The ultrastructural appearance of the acute RF lesion offers some insight into the mechanism of tissue injury at the lesion border zone. In cases of experimental RF ablation in vivo, ventricular myocardium was examined in a band 3 mm from the edge of the acute pathologic lesion as defined by vital staining ( Fig. 1.10 ). It showed marked disruption in cellular architecture characterized by dissolution of lipid membranes and inactivation of structural proteins. The plasma membranes were severely disrupted or missing. There was extravasation of erythrocytes and complete absence of basement membrane. The mitochondria showed marked distortion of architecture with swollen and discontinuous cristae membranes. The sarcomeres were extended with loss of myofilament structure or were severely contracted. The T tubules and sarcoplasmic reticulum were either absent or severely disrupted. Gap junctions were also either severely distorted or absent.
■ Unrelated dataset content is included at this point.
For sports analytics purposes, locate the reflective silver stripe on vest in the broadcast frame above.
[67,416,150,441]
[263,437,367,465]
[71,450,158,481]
Thus despite the fact that the tissue examined was outside of the border of the acute pathologic lesion, the changes were profound enough to conclude that some progression of necrosis would occur within this border zone. The band of tissue 3 to 6 mm from the edge of the pathologic lesion was examined, and it showed significant ultrastructural abnormalities, but not as severe as those described closer to the lesion core. Severe abnormalities of the plasma membrane were still present, but gap junctions and mitochondria were mainly intact. The sarcomeres were variable in appearance, with some being relatively normal and some partially contracted. Although ultrastructural disarray was observed in the 3- to 6-mm zone, the myocytes appeared to be viable and would likely recover from the injury.